Terminal support & troubleshooting

XenoAtom.Terminal.UI runs on Windows, macOS, and Linux. The exact experience depends heavily on the terminal emulator you run in, especially for colors.

Terminal.UI supports:

  • 16-color palettes
  • 256-color indexed palettes
  • truecolor (24-bit RGB via VT/ANSI SGR 38/48;2)
  • internal alpha blending (RGBA) for theming and composition

Terminal emulators do not support alpha blending natively. Terminal.UI blends RGBA into RGB (or the closest available palette) before emitting output. For the best results, use a truecolor terminal.

Quick diagnostics

From C#

You can inspect what XenoAtom.Terminal detected:

using XenoAtom.Terminal;

Terminal.WriteLine($"Ansi={Terminal.Capabilities.AnsiEnabled}, Color={Terminal.Capabilities.ColorLevel}");

If ColorLevel is TrueColor, Terminal.UI can render your theme with the highest fidelity.

From the shell (truecolor smoke test)

This uses the standard 24-bit SGR sequences. If the word is not colored, you are likely not in truecolor mode:

printf "\033[38;2;255;100;0mTRUECOLOR\033[0m\n"

Windows

  • Windows Terminal: tested; truecolor support is on by default.

Notes

  • The classic Windows Console gained 24-bit color support (VT 38;2/48;2) in Windows 10 Insider build 14931 and later.

WSL: “only 256 colors detected”

Inside WSL, many applications rely on environment variables/terminfo hints to decide whether to use truecolor. If you see 256-color behavior under WSL (even though Windows Terminal can do truecolor), try setting:

  • COLORTERM=truecolor (or COLORTERM=24bit)

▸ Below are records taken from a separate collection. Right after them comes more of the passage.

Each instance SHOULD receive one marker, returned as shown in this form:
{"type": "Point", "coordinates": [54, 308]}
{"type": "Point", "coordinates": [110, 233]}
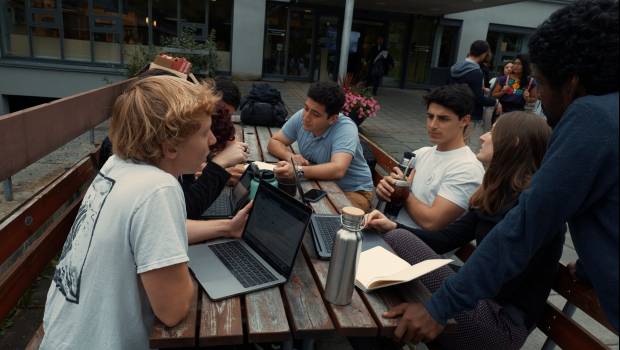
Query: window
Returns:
{"type": "Point", "coordinates": [45, 29]}
{"type": "Point", "coordinates": [76, 30]}
{"type": "Point", "coordinates": [16, 39]}
{"type": "Point", "coordinates": [448, 46]}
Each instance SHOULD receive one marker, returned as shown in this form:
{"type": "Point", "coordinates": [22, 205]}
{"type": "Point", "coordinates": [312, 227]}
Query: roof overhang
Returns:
{"type": "Point", "coordinates": [423, 7]}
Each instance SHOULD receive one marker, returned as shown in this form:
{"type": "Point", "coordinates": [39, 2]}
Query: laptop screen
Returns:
{"type": "Point", "coordinates": [276, 227]}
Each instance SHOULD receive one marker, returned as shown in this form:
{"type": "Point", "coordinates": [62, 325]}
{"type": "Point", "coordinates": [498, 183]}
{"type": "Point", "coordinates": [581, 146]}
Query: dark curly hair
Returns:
{"type": "Point", "coordinates": [579, 40]}
{"type": "Point", "coordinates": [328, 94]}
{"type": "Point", "coordinates": [456, 97]}
{"type": "Point", "coordinates": [222, 127]}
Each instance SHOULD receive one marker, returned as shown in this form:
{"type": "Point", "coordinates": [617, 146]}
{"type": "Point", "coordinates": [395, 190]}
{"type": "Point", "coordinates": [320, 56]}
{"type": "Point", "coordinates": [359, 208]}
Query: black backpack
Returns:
{"type": "Point", "coordinates": [263, 106]}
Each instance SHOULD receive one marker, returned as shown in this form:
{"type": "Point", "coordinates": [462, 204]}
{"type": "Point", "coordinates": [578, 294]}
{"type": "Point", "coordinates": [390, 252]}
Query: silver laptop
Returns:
{"type": "Point", "coordinates": [265, 254]}
{"type": "Point", "coordinates": [231, 199]}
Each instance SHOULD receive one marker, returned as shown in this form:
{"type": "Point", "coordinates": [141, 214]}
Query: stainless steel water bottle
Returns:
{"type": "Point", "coordinates": [345, 256]}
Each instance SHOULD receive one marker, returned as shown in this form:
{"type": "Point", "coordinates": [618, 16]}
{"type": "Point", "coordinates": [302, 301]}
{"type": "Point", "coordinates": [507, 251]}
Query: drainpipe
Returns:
{"type": "Point", "coordinates": [346, 38]}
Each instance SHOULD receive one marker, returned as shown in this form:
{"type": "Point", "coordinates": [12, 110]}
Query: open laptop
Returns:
{"type": "Point", "coordinates": [265, 254]}
{"type": "Point", "coordinates": [231, 199]}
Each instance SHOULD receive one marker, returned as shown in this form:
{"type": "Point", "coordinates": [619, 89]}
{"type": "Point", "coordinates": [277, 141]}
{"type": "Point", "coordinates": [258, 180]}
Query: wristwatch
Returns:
{"type": "Point", "coordinates": [300, 172]}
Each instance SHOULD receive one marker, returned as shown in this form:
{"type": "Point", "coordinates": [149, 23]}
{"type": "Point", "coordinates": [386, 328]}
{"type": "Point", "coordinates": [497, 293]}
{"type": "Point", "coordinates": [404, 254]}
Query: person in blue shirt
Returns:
{"type": "Point", "coordinates": [574, 55]}
{"type": "Point", "coordinates": [329, 145]}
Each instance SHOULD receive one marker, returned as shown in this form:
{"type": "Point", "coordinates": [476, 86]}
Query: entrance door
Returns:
{"type": "Point", "coordinates": [421, 51]}
{"type": "Point", "coordinates": [274, 53]}
{"type": "Point", "coordinates": [301, 37]}
{"type": "Point", "coordinates": [327, 52]}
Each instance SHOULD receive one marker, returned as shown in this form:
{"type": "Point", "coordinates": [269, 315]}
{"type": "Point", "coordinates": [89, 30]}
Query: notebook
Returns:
{"type": "Point", "coordinates": [379, 268]}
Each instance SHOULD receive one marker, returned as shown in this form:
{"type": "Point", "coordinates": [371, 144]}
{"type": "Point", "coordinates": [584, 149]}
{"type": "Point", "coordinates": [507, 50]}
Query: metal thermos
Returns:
{"type": "Point", "coordinates": [345, 256]}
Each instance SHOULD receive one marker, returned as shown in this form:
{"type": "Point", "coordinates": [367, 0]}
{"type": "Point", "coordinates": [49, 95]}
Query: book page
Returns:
{"type": "Point", "coordinates": [379, 267]}
{"type": "Point", "coordinates": [376, 263]}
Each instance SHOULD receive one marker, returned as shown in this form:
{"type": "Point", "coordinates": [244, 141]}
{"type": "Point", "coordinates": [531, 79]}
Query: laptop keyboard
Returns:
{"type": "Point", "coordinates": [242, 264]}
{"type": "Point", "coordinates": [328, 226]}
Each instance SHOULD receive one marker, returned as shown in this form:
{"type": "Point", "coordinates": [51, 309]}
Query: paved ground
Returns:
{"type": "Point", "coordinates": [399, 126]}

For example in your shell profile:

export COLORTERM=truecolor

macOS

  • iTerm2: tested and supports 24-bit color sequences (truecolor).

Terminal.app (built-in)

Recent version of Terminal.app seems to support 24-bit SGR support; but it is using a line height that is bigger than the font size, which causes rendering issues with Terminal.UI. If you want to use Terminal.app, set a custom line height equal to the font size.

Linux

Linux terminal support varies by emulator, but modern terminals typically support truecolor.

Known-good examples

  • GNOME Terminal supports “true color mode” in addition to 16/256 colors.

Multiplexers (tmux) and remote sessions

tmux

Even if your terminal supports truecolor, tmux may need to be told that the outer terminal supports RGB, otherwise it may downsample colors.

From the tmux FAQ (modern tmux):

# tmux 3.2+: advertise RGB to tmux based on your outer TERM prefix.
set -as terminal-features ",xterm*:RGB"

# Older tmux: use the Tc extension.
# set -as terminal-overrides ",xterm*:Tc"

Replace xterm* with the prefix of your outer $TERM (for example alacritty*, wezterm*, screen*, etc.).

SSH

With SSH, TERM and COLORTERM may not be forwarded the way you expect. If colors look wrong only over SSH or inside tmux, start by checking:

echo "$TERM"
echo "$COLORTERM"

Common environment variables

These are not strict “standards”, but they matter in practice:

  • TERM: base terminfo capability set (commonly xterm-256color)
  • COLORTERM: often used by apps to detect truecolor (truecolor or 24bit)

Why truecolor matters for Terminal.UI

Terminal.UI themes rely on:

  • rich color palettes
  • RGBA colors internally (alpha blending)

When truecolor is unavailable, XenoAtom.Terminal approximates colors to the closest supported palette so things still render correctly — but subtle gradients/overlays will look flatter.